Burladingen - Im Fenster des evangelischen Pfarrhauses hängt gut sichtbar ein Zettel. „Der Bürgermeister dieser Kommune spricht nicht in meinem Namen“ steht darauf. Handschriftlich unterzeichnet von Karin Dinkelacker. Die 55-jährige Pfarrersfrau würde sich wünschen, dass sich noch viel mehr Bürger in Burladingen, der 12 000-Einwohner-Stadt an der Albkante, an der Protestaktion gegen den Rathauschef Harry Ebert beteiligen. „Er könnte jetzt einfach gehen“, sagt die Pfarrersfrau, „er hat sich genug geleistet.“

 

Seit der parteilose 56-Jährige im Amtsblatt der Gemeinde mit der AfD sympathisiert und über eine Unterkunft für Flüchtlinge hergezogen hat, spitzt sich die Situation in Burladingen immer weiter zu. Die Fraktionsvorsitzenden des Gemeinderats sind zurückgetreten und werden eine Dienstaufsichtsbeschwerde einreichen.
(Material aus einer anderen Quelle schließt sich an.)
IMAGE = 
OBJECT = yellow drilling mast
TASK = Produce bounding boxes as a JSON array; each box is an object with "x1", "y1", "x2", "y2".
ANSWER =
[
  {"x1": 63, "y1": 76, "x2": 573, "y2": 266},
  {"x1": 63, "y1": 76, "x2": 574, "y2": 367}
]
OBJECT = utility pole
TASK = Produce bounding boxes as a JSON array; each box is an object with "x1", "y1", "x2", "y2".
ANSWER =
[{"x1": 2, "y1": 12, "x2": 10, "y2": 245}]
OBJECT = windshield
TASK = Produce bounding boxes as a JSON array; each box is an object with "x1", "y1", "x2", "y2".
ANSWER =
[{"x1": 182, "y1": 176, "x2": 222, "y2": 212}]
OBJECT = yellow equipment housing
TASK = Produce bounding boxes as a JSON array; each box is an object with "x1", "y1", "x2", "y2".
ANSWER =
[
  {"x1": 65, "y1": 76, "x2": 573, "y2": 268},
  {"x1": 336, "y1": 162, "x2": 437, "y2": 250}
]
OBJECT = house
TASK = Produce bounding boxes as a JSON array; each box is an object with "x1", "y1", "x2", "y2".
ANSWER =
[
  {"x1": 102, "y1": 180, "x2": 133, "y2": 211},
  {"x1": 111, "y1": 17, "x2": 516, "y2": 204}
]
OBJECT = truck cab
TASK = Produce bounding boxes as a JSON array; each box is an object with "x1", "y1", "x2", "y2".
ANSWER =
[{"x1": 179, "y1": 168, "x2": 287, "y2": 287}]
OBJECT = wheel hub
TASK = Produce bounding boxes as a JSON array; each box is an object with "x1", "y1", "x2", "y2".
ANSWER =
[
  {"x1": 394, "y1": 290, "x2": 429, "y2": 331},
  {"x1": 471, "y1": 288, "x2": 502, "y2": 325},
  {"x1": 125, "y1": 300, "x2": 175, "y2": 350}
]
Ein Disziplinarverfahren des Landratsamts des Zollernalbkreises läuft bereits. Gründe für den Unmut gibt es viele. Nicht nur auf Facebook hat Ebert die Gemeinderäte beschimpft, auch im Gespräch provoziert er immer wieder. „Ebert hat mich persönlich beleidigt“, sagt der frühere Fraktionsvorsitzende der Freien Wähler Alexander Schülzle, „er verbreitet ständig Häme“.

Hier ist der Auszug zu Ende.